I am unbalanced, because I curse the darkness regularly, ruminating on its influence, but spend far too little time lighting candles.

There is always hope, and I did read of the women in Guatemala working to change the culture for themselves and others, pushing for education, freedom and for better laws and enforcement. Some of those women worked for government agencies, tracking statistics so that they can engender change, or heading schools, enticing families to keep their kids in for the free meals they give each day. Right now I have no doubt there are too few of those women, but there will not always be.

There will not always be.

Personally, as a woman I must stop feeling guilty and start acting, using my God-given abilities to bring about change in my small or not so small way. In speaking with my husband yesterday evening, he told me I should stop talking and find a charity that acts for women's and children's rights, and then I need to support their efforts. He is absolutely right, for if I continue to sit around just reading newspapers and feeling furious with my fellow human beings, I am only adding to the darkness and the despair.

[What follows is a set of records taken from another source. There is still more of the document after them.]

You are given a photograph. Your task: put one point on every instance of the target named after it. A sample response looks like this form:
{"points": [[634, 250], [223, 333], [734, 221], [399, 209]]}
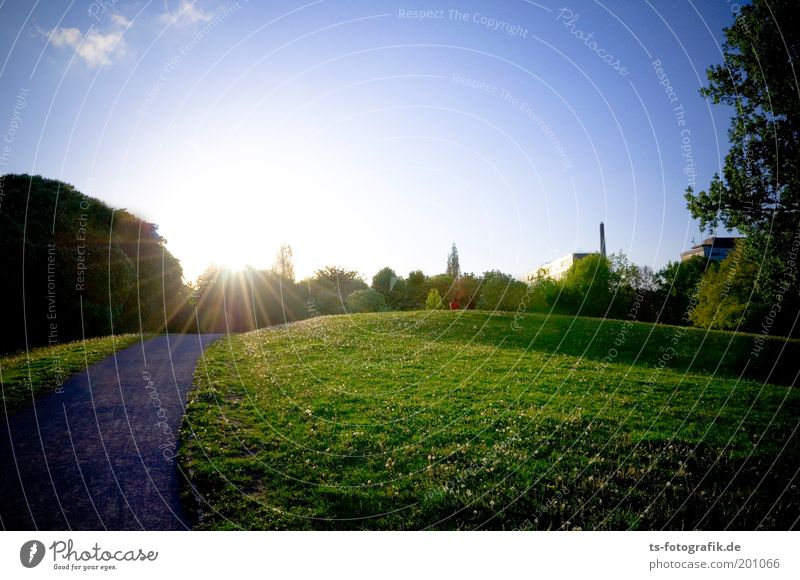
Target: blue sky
{"points": [[373, 133]]}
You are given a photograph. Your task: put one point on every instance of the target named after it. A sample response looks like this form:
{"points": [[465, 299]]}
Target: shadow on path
{"points": [[100, 455]]}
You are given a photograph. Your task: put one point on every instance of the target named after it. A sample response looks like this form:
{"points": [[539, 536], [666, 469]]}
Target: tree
{"points": [[726, 299], [368, 300], [587, 288], [468, 290], [416, 290], [284, 262], [453, 265], [444, 285], [391, 287], [677, 286], [501, 291], [434, 300], [759, 191]]}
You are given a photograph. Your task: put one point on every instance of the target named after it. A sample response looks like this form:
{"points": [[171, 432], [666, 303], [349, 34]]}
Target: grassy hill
{"points": [[466, 420]]}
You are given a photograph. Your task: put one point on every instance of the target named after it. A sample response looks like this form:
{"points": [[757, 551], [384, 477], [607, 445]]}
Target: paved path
{"points": [[100, 454]]}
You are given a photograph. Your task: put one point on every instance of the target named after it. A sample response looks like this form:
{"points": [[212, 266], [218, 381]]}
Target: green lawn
{"points": [[448, 420], [42, 370]]}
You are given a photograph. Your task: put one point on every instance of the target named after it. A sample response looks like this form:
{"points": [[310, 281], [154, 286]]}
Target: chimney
{"points": [[602, 239]]}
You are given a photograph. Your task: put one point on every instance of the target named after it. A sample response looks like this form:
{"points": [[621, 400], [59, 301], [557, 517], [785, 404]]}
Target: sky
{"points": [[373, 133]]}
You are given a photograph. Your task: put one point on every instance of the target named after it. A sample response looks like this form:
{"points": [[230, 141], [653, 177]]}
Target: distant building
{"points": [[557, 268], [713, 249]]}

I'd rather light some candles.


  1. Here's something we support at our church. Each year we hold a WAR party and help raise money for the cause. Also, one of our young women is currently in missions training and will go to Africa to work with these women at risk.

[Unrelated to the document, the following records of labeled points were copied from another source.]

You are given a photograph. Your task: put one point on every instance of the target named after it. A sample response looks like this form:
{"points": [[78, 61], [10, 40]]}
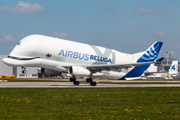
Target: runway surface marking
{"points": [[71, 85]]}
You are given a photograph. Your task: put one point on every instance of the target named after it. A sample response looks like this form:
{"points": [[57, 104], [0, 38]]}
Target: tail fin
{"points": [[174, 68], [150, 54]]}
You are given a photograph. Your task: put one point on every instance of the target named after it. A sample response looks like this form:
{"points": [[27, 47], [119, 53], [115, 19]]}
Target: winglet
{"points": [[151, 53]]}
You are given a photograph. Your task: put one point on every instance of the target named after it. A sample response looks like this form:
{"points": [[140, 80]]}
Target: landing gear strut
{"points": [[24, 70], [73, 79]]}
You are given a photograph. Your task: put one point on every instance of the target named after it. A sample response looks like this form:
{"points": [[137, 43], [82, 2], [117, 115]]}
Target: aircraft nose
{"points": [[4, 60]]}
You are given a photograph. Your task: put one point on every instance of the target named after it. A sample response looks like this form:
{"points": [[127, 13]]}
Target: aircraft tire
{"points": [[93, 83], [24, 71]]}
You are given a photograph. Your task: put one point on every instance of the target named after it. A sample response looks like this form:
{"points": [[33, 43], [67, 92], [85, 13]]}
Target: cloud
{"points": [[159, 34], [60, 35], [22, 7], [103, 4], [8, 37], [149, 11]]}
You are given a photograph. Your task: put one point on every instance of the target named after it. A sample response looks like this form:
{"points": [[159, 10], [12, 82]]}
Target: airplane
{"points": [[173, 70], [80, 59]]}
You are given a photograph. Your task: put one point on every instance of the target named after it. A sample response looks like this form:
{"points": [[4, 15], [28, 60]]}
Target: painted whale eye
{"points": [[48, 55]]}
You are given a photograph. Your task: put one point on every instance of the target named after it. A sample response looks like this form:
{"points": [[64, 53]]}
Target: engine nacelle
{"points": [[79, 71]]}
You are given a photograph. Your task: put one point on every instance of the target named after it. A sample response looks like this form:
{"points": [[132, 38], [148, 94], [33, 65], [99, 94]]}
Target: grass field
{"points": [[90, 103]]}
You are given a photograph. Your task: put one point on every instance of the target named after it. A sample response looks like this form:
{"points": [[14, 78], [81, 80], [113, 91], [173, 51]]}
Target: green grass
{"points": [[124, 82], [90, 103]]}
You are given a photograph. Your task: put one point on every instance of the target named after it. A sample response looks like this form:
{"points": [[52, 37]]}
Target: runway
{"points": [[71, 85]]}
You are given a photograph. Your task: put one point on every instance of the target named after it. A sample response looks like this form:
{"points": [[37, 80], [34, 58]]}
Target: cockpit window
{"points": [[17, 58], [18, 43]]}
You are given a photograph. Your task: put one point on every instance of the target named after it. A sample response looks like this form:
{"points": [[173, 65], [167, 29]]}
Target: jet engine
{"points": [[79, 71]]}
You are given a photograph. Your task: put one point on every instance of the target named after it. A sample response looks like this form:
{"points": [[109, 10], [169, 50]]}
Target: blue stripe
{"points": [[149, 56]]}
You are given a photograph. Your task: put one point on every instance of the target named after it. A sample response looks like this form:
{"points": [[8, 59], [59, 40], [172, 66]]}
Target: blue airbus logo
{"points": [[83, 56], [18, 43]]}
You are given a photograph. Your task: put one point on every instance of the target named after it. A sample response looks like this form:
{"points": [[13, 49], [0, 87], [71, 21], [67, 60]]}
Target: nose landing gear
{"points": [[24, 70]]}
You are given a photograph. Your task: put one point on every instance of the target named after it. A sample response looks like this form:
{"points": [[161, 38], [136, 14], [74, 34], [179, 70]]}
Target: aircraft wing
{"points": [[98, 68]]}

    1. Leonora, thank you! I was hoping others would tell me about charities they support, but I neglected to ask. I am happy to hear of what your church is doing and of the courage and resolve of that young woman to make a difference.

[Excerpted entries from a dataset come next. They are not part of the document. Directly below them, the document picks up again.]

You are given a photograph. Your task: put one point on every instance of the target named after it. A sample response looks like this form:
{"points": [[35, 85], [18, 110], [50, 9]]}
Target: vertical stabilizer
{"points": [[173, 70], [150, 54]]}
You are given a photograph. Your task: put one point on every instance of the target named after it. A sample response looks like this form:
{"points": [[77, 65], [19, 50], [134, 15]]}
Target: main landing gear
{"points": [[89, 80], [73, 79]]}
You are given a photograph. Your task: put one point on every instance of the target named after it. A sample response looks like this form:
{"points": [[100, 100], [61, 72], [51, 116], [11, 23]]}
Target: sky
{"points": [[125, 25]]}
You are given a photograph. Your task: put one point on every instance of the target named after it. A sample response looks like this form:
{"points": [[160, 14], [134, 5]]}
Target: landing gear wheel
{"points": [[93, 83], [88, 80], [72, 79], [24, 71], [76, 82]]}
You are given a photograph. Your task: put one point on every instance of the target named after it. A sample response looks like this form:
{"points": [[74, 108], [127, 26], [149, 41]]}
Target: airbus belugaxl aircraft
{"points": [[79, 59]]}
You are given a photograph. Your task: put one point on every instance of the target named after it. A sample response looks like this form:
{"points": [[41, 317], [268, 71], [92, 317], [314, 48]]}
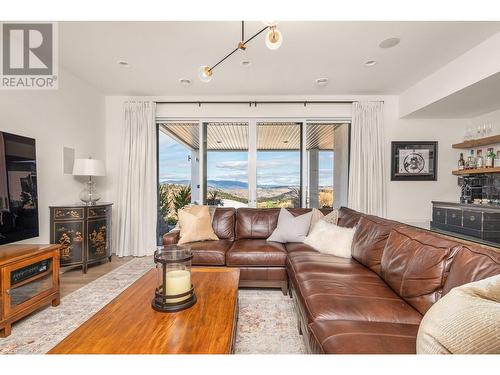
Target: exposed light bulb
{"points": [[205, 73], [273, 38], [270, 23]]}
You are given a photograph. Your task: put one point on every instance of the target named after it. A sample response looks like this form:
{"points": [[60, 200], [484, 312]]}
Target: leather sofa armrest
{"points": [[172, 237]]}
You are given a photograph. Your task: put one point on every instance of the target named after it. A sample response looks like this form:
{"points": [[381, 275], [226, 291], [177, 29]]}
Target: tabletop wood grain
{"points": [[129, 325]]}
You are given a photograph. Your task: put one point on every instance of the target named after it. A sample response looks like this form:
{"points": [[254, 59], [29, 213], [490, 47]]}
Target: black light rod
{"points": [[255, 102], [237, 48], [258, 33]]}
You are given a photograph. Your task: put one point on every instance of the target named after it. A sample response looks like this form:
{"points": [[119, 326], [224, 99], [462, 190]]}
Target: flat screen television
{"points": [[18, 188]]}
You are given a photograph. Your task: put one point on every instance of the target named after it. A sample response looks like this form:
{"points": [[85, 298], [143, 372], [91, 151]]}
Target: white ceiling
{"points": [[160, 53]]}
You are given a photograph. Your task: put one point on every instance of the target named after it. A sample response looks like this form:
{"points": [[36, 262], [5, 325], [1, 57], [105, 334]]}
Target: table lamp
{"points": [[90, 168]]}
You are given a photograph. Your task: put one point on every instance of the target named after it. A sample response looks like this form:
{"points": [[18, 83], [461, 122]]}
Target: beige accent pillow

      And I must add here, too, that I know young boys in Guatemala do not have the access they should to education, either. They are often forced to leave before secondary school in order to work alongside their dads. And I also realize that there must be - THERE ARE - good men in Guatemala who do not harm women and children, simply because the culture tells them it's part of life. Yesterday, I also read about Archbishop Oscar Romero who was killed during Mass in San Salvador (El Salvador also suffered a brutal war) for defending the rights of his fellow citizens regularly during broadcast homilies and speeches.

      I am going to research WAR. Thank you.

    2. That second paragraph was for my readers in general. :) I am aware that men do not commit the only atrocities on this planet.

      And I believe the U.S. government-sponsored programs that send food to schools in these Central American countries are vital and the least we can do after meddling in that part of the world for so long (as I understand).

  2. Hi! I hope you get this comment. For some reason it would not post my last one. I agree with your husband. Definitely find an organization that supports the change you want to see. Whether it's through volunteering, or donating funds. Even if one life is changed, your efforts were not in vain. As a writer, you can also make a difference through writing about the issues so people are aware and can get involved. Whatever you do, no matter how small, matters to the lives you touch. May God bless you in all your future efforts!

    1. Thank you. Yes, I need to be brave and let God lead me to my mission, the impact that I can make for good. And you are right: it is better to do something small than to do nothing at all.

  3. I sympathize with the plight you present at the beginning, with the struggle to read and then know and hurt for them and feel angry or live in ignorance and be ashamed that you aren't strong enough to stand up and find something to do about it. Furthermore, I get frustrated because it seems like the main ways that there are for us to help are with money, which I have precious little of. And as a stay at home mother of four, it's not like I could just take off on a mission trip either. I do like jollymoments perspective though, that as a writer you can help by doing what you are naturally gifted at. Writing, raising awareness to the situation, which you are doing right now.

    1. Amy, thank you for your feedback. I do need to use my writing more for these issues; that I don't doubt. As for giving money or going on a mission as a stay-at-home mom, I very much understand where you are coming from. It is hard to feel that we can support through prayer, too, but I firmly believe we can offer prayers in solidarity with those who are suffering.